Google is still trying to launch a music subscription service.
Google is reportedly still pursuing a music streaming service despite several setbacks it has seen over the last few years. A subscription service was one of the original plans Google had in mind when developing Google Music, but that aspect fell short as negotiations with record labels fell flat. As it stands now, Google Play offers music to purchase while Google Music, a virtual music locker launched in 2011, stores and streams purchases and uploads.
Google's streaming subscription attempts have resurfaced in a new report provided by the Wall Street Journal. The company's "Android unit" is reportedly negotiating with music labels to offer a subscription-based Spotify rival. The YouTube division is conducting similar negotiations to provide a subscription service offering music videos and perhaps audio-only streaming as well.
Based on the provided information, Google's music subscription service may be offered in a three-tier format: a free-yet-limited web-only ad-supported Basic offering, unlimited music for $10/m, and unlimited music + video for $15/m. So far it's unknown how the video portion will effect Vevo which allows YouTube viewers to watch music videos from most of the record labels.

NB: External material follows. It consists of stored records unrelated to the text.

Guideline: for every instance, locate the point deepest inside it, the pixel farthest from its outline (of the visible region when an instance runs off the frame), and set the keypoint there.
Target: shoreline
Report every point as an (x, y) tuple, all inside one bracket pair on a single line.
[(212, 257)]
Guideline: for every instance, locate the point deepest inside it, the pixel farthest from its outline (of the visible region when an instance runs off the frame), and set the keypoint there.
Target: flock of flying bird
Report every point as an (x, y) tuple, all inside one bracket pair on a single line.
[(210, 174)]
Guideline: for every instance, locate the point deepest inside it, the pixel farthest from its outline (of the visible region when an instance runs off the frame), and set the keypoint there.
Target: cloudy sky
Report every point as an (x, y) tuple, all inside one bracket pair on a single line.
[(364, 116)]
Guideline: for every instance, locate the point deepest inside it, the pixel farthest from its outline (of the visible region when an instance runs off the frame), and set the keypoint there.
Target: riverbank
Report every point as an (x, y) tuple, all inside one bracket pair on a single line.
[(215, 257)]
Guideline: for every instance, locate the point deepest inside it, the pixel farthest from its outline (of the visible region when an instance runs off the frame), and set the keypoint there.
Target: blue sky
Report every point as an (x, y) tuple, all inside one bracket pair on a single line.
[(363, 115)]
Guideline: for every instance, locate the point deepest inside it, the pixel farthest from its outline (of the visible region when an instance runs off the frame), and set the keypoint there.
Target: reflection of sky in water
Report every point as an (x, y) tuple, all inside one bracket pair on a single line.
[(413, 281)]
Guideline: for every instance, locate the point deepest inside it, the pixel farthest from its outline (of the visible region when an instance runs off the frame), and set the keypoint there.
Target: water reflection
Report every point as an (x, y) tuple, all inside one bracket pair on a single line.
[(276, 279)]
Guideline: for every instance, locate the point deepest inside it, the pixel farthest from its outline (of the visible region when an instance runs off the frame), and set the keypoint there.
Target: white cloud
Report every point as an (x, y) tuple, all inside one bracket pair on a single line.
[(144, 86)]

Like Google, Apple has seen its share of roadblocks when dealing with streaming music from record labels. The same sources that talked about Google's attempts claim that Apple is still looking to license music for a custom-radio service similar to Pandora. That said, Google may want something similar with its free music streaming service that's received by Android-based smartphones and tablets.
Francis Keeling, global head of digital business at Universal Music Group, recently said that a subscription service offered by Google would give the industry a welcomed boost. Indeed, Android is the #1 smartphone platform, taking most of the market share while Apple's iPhone falls in a distant second. Google's scale could turn millions more music listeners into paying subscribers, he said.
"We talk about for subscription services, the need to have a funnel. Google, with its hundreds of millions of users through search, YouTube with its more than 800 million users, arguably is the biggest funnel we could have," Keeling said in London at the launch of the IFPI's annual report. "Clearly if we could get consumers into a legal funnel through that route and encourage them to [subscribe], that would have a very positive impact on the business."
The big roadblock for Google in its pursuit of music streaming negotiations stems from its efforts in curbing music piracy. Labels and anti-piracy groups believe that search engines aren't doing enough to eliminate links that lead to pirated music. The company is facing the same issue with Hollywood and TV networks which has thus far limited Google TV's own offerings.
"Like all search engines, there is a problem; we're asking all search engines to prioritize legal services," Keeling said. "We know that search engines are a primary route for consumers to be able to find music and hope all search engines will implement those changes."
Keeling confirmed that Universal and Google share a "great relationship".